Written for dVerse, the virtual pub for poets around the globe. Bjorn is hosting Prosery Monday, where a line from poetry is given and then must be used, word for word, in a piece of prose that is 144 words or less, sans title. Today the line is from Bob Dylan, “To her, death is quite romantic.”
Image from Pixabay.com

Breaking Point

That was it. She’d had it. Sliced away, leaving a scar on the ancient bark, the tree looked raw. Desecrated. His handiwork obliterated.

That night of infatuation, he carved a heart with their initials right there for all the town to see. “We’re forever entwined” he said. Except they weren’t. He left for college and never returned. It’d been years. She’d waited tables at the Oleander Café. Endured the town folk’s talk behind her back. Their whispers haunted her. They knew she’d carried his child for six months before the miscarriage. People pitied her.
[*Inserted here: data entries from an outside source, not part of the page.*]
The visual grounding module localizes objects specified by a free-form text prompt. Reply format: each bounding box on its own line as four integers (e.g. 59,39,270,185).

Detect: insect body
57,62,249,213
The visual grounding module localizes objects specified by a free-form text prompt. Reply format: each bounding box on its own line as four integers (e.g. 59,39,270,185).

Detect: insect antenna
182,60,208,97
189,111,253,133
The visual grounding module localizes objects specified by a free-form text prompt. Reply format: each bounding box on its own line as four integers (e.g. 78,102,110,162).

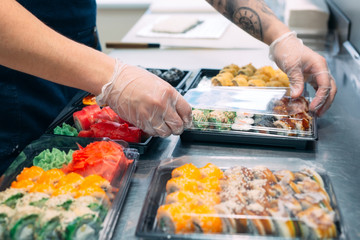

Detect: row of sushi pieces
192,97,313,136
0,141,130,240
0,166,114,240
53,102,144,143
156,163,339,239
211,63,289,87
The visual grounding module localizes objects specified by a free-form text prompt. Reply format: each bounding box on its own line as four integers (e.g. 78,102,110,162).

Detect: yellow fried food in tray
211,63,290,87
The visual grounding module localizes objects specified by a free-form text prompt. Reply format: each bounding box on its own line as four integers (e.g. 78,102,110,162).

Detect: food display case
136,156,346,239
181,87,318,149
0,136,139,239
45,93,154,154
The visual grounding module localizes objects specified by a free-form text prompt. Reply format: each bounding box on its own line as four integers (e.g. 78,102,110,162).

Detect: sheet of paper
136,15,230,39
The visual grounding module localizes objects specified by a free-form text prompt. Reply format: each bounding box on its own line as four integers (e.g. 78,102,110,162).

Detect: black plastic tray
136,156,346,240
45,102,154,154
146,68,192,95
0,136,139,240
180,68,318,149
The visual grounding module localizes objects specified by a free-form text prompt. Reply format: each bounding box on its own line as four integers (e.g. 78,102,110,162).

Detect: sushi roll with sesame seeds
35,209,62,240
0,188,25,208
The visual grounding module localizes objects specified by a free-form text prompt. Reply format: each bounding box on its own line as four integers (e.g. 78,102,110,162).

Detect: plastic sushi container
146,68,192,94
184,64,289,93
45,98,154,154
136,156,346,239
0,136,139,240
181,87,318,149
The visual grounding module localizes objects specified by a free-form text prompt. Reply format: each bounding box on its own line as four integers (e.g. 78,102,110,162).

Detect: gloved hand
269,32,337,116
96,59,192,137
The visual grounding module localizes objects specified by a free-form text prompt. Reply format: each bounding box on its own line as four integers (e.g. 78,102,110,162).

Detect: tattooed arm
206,0,290,45
206,0,337,116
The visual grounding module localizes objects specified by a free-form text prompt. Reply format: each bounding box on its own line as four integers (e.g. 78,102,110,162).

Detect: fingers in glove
310,75,337,117
288,67,304,98
310,71,336,114
175,94,192,129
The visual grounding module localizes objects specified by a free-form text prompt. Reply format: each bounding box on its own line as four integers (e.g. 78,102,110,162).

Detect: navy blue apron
0,0,100,174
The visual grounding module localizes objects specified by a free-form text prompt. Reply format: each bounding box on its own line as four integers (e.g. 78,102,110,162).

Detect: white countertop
96,0,153,9
122,13,268,49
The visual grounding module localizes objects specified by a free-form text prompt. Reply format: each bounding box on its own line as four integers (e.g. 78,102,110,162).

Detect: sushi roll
51,184,77,197
165,191,200,205
232,75,249,87
36,168,65,185
191,205,223,233
0,205,15,239
0,188,25,208
267,205,303,238
248,76,266,87
156,203,194,234
16,193,50,208
166,177,200,194
253,166,277,185
297,178,330,202
246,203,276,236
171,163,201,180
35,209,62,240
56,172,84,188
274,169,295,183
45,195,74,211
60,206,102,240
215,200,248,234
11,179,35,191
199,177,221,192
192,109,209,129
297,206,338,239
29,183,55,195
199,163,224,179
237,63,256,76
75,185,110,204
69,196,109,221
8,206,41,240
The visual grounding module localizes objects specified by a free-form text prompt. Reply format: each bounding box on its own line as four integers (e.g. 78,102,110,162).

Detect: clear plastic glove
269,32,337,116
96,60,192,137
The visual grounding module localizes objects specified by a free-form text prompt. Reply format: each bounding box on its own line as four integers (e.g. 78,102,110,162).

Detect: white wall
97,7,147,53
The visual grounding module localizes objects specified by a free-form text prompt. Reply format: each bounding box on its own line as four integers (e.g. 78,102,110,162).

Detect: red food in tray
62,141,132,182
73,105,142,143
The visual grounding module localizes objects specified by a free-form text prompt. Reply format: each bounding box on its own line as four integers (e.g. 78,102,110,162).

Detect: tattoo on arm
207,0,275,41
232,7,263,41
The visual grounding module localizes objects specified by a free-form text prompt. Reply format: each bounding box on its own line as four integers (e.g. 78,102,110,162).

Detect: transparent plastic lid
138,156,343,239
0,137,139,239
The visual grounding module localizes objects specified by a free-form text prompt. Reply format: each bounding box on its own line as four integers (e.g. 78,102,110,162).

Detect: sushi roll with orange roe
11,179,35,191
199,163,224,179
29,183,55,195
199,177,221,192
51,184,77,197
165,191,199,206
16,166,45,181
80,174,111,190
171,163,201,179
56,172,84,188
166,177,199,194
156,203,194,234
191,205,223,233
36,168,65,185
She knew he was never coming back. She dropped the knife and walked out to meet the dusty road. She hailed the first bus she saw. Paid cash and finally got the hell out of there. No matter the bus’ destination, it was her turn to leave it all behind.

Written for dVerse where today Sarah is hosting our Prosery session. She asks us to include the line “she’d had it sliced away leaving a scar” from Michael Donaghy’s poem, Liverpool.

What is Prosery? A Prosery prompt gives a line from a poem and we are to include it in a piece of flash fiction of 144 words, sans title. The line must be word for word, although the punctuation may be changed.